Ничего не понимая, Сердюков робко перешагнул порог и тут же втянул голову в плечи, будто ожидая со стороны удара палкой. Но жена продолжала мило улыбаться:

— Ну чего ты, как не у себя дома?

— А что, собственно говоря, произошло? — Похоже, бить его никто не собирался, и Сердюков даже немного приободрился. — Что, на каждый ваучер выдали по «Волге»?

— А что, вы в думе приняли уже такой закон? Вот они, все твои ваучеры, так и лежат в шкафчике.

Из комнаты раздалось знакомое покашливание. «Неужели Хоттабыч?» — обрадовался Сердюков.

Жена взяла его под руку и чуть ли не насильно повела в комнату.

— А, отшельник! — вставая с кресла, обрадовался Хоттабыч. — Сколько лет, сколько зим! А я уже, грешным делом, начал думать, что ты навсегда останешься в Марфино.

— Поэтому и отозвал меня из командировки?

— Только ли поэтому? — Хоттабыч хитро скосил глаза на Жанну. — Я ведь тоже мужчина, причем холостой и за себя не отвечаю…

Они сели в кресла друг перед другом.

— Слышал, какую ты там бурную деятельность развел, — похвалил Хоттабыч. — Агейко мне звонил, сказал, что статью о твоих успехах готовит. Хотя и ненамного, но уже опережаешь Пантова по своему округу.

— Трудно сказать, Саша. Да и не соперничаю я с Пантовым. Просто хочется, пока имею депутатские полномочия, сделать что-то полезное и оставить о себе людям добрую память. Бедность кругом, разруха. Все только просят — дай, дай. И пальцем о палец не ударят, пока им не подадут, в рот не положат.

— Издержки коммунистической системы, — согласился спикер. — Пройдет еще не одно поколение, прежде чем переменится сознание.

— И я им о том же говорил. Не выдают зарплату — уходите с работы, открывайте свое дело. Организовывайте рыбацкие артели — там озера кишат рыбой. А у нас в центре почти все магазины торгуют импортной селедкой и шпротами. А какая глина в пятнадцати километрах от Марфино! Открывай кирпичный цех и торгуй стройматериалами. Есть среди марфинцев инициативные люди, но боятся связываться с областным чиновничеством.

— Да, бюрократов у нас еще хватает. И мы, депутаты, в законодательном деле не дорабатываем. Чтобы открыть свою фирму или предприятие — сколько нервов нужно потратить! А уж быть бизнесменом и иметь в своем распоряжении даже маленькую собственность… Проще не иметь ничего.

— Вот и я объяснял тем же водникам: не ждите, пока водообъекты приберут к рукам лихие люди типа Бурмистрова, Пантова и иностранцев. Сами берите в долгосрочную аренду насосные станции, назначайте себе руководителя и не митингуйте за нищих и обездоленных, а работайте…

— Ребята, к столу! — позвала из кухни Жанна, но они, казалось, даже не услышали ее голоса.

Она заглянула в комнату, где оставила их полчаса назад, и поняла, что прерывать беседу нет смысла.

— Значит, закон о приватизации пока провалили?

— Только пока, — кивнул Хоттабыч, — с перевесом в один голос при тринадцати воздержавшихся. Кстати, как я вычислил, человек восемь из тех, кто ни туда и ни сюда, — твои.
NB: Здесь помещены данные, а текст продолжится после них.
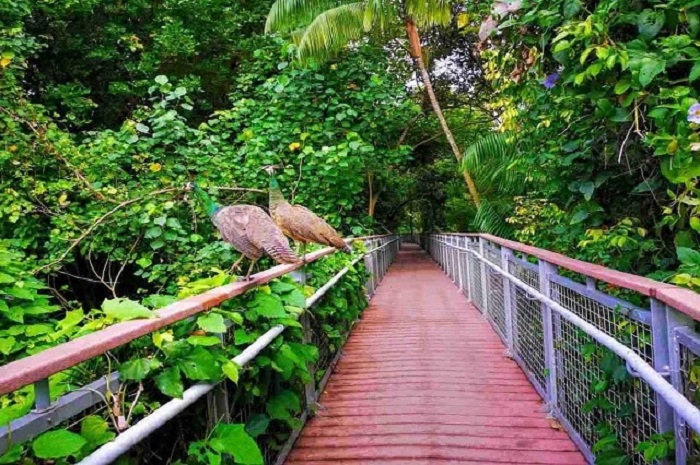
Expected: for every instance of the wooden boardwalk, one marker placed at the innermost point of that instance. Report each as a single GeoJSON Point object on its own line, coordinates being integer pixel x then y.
{"type": "Point", "coordinates": [424, 379]}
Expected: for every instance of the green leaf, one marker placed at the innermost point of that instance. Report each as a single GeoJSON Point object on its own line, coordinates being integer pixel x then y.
{"type": "Point", "coordinates": [268, 305]}
{"type": "Point", "coordinates": [688, 256]}
{"type": "Point", "coordinates": [95, 431]}
{"type": "Point", "coordinates": [199, 365]}
{"type": "Point", "coordinates": [571, 7]}
{"type": "Point", "coordinates": [170, 383]}
{"type": "Point", "coordinates": [651, 68]}
{"type": "Point", "coordinates": [283, 405]}
{"type": "Point", "coordinates": [280, 287]}
{"type": "Point", "coordinates": [649, 23]}
{"type": "Point", "coordinates": [138, 369]}
{"type": "Point", "coordinates": [257, 424]}
{"type": "Point", "coordinates": [695, 72]}
{"type": "Point", "coordinates": [12, 456]}
{"type": "Point", "coordinates": [622, 85]}
{"type": "Point", "coordinates": [230, 369]}
{"type": "Point", "coordinates": [206, 341]}
{"type": "Point", "coordinates": [212, 323]}
{"type": "Point", "coordinates": [152, 233]}
{"type": "Point", "coordinates": [125, 310]}
{"type": "Point", "coordinates": [295, 298]}
{"type": "Point", "coordinates": [587, 188]}
{"type": "Point", "coordinates": [695, 223]}
{"type": "Point", "coordinates": [233, 440]}
{"type": "Point", "coordinates": [57, 444]}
— Странно, на совещании фракции все до единого высказались, что будут голосовать против.

— Значит, с твоими коллегами, пока ты отсиживался в Марфино, уже кто-то основательно поработал.
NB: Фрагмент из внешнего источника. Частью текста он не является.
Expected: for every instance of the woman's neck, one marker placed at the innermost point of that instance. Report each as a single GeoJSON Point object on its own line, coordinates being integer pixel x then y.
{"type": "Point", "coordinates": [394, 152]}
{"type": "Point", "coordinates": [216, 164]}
— Думаешь, предприниматели? — спросил Сердюков.

— Не только они. Мне кажется, не обошлось и без людей из администрации губернатора. В случае провала на предстоящих выборах посулили им высокие должности под губернаторской крышей. Вот и подвели тебя твои собратья по партии.
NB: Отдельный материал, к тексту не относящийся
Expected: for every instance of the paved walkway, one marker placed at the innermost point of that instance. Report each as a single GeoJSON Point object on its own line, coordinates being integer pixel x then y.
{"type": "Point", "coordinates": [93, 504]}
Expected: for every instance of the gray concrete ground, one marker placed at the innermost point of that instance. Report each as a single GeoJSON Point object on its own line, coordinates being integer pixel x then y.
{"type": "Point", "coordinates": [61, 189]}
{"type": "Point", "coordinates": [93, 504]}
— Ну, пока еще не подвели. Только воздержались.

Хоттабыч подался вперед, заговорил с жаром:

— Пойми, Витя, они и не добивались, чтобы все члены фракции экологов голосовали за приватизацию. Им было достаточно нейтрализовать твоих людей: мол, вам и не нужно резко менять мнение — воздержитесь и все. Только представь, если бы воздержались еще пара-тройка человек — мы бы навсегда потеряли национальную собственность.

— Завтра же соберу собрание фракции. Будет прямой разговор.

— А я в свою очередь сделаю так, что следующее голосование пройдет поименно, будет открытым. Можешь даже пригласить студентов из нашего, гидрологического. Пусть послушают, посмотрят.

— Мужики, вы за стол думаете садиться? — Жанна наконец решилась вмешаться в их разговор. — Картошка совсем остынет.

Они дружно поднялись и последовали на кухню.